Isle of Man Post Office is delighted to present a set of stamps in celebration of the 90th Anniversary of the Royal Air Force.

The RAF came into existence on April 1, 1918 when the personnel and resources of the Royal Flying Corps and the Royal Naval Air Service were combined to become the ‘Third Service.’ Twenty-one years later RAF bases started to open in the Isle of Man.

RAF Jurby opened in September 1939 to house No 5 Air Observers School. Operational fighter squadrons were stationed at Jurby in the first years of the war, with the defiant night-fighters of 307 Squadron and Spitfires and Hurricanes of several Squadrons providing protection against the aircraft of the Luftwaffe which could be heard over the Island on their bombing missions to Liverpool and Belfast.

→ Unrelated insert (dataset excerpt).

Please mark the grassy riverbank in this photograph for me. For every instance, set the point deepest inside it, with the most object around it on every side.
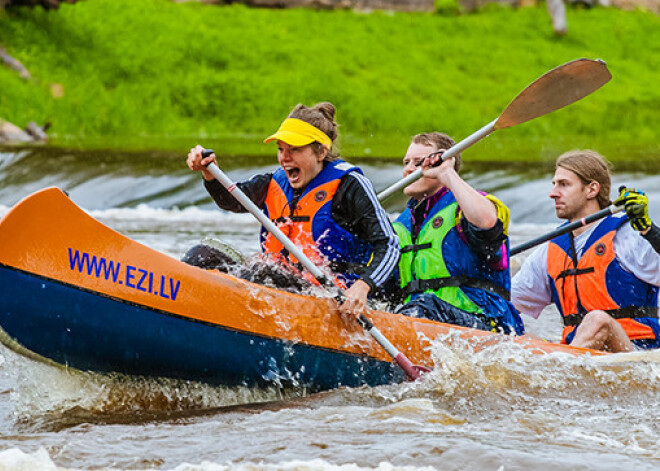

Jurby was originally a grass airfield but was later equipped with hard runways. Many of its original buildings can still be seen, including the Control Tower, some hangars and the increasingly rare timber buildings which date back to 1939. Post-war, Jurby became the home of 11 Air Gunnery School and later the Initial Training School for RAF Officers. RAF Jurby closed in 1963.

RAF Andreas was built as a fighter airfield to relieve the pressure at Jurby which was a very busy training station. It opened in August 1941 but was in operational use only for a brief period as the threat of Luftwaffe had, by this time, diminished. No 11 Air Gunnery School operated from Andreas from 1943 until 1946. Its role was to train air gunners for Bomber Command. Lysander and Walrus Air-Sea Rescue aircraft were based at Andreas, providing essential safety cover for the Irish Sea. The airfield closed in 1947.

Ramsey Grammar School played an important role as the RAF’s Training Flying Control Centre and in many ways it can be considered the forerunner of today’s Air Traffic Control. Meanwhile the civilian aerodrome at Ronaldsway was taken over by the RAF in 1940 to house No 1 Ground Defence Gunnery School. From the beginning of the war until 1993, the RAF operated a bombing range off the north-west coast of the Island, controlled from RAF Jurby Head. During the Second World War the RAF operated highly secret radar stations at various parts of the Island providing radar coverage of the Irish Sea area.

RAF Air-Sea Rescue marine craft were based at Ramsey, Peel, Douglas and Castletown during the war years. The unit remained at Ramsey after the war and the slipway and buildings are now part of Ramsey Shipyard.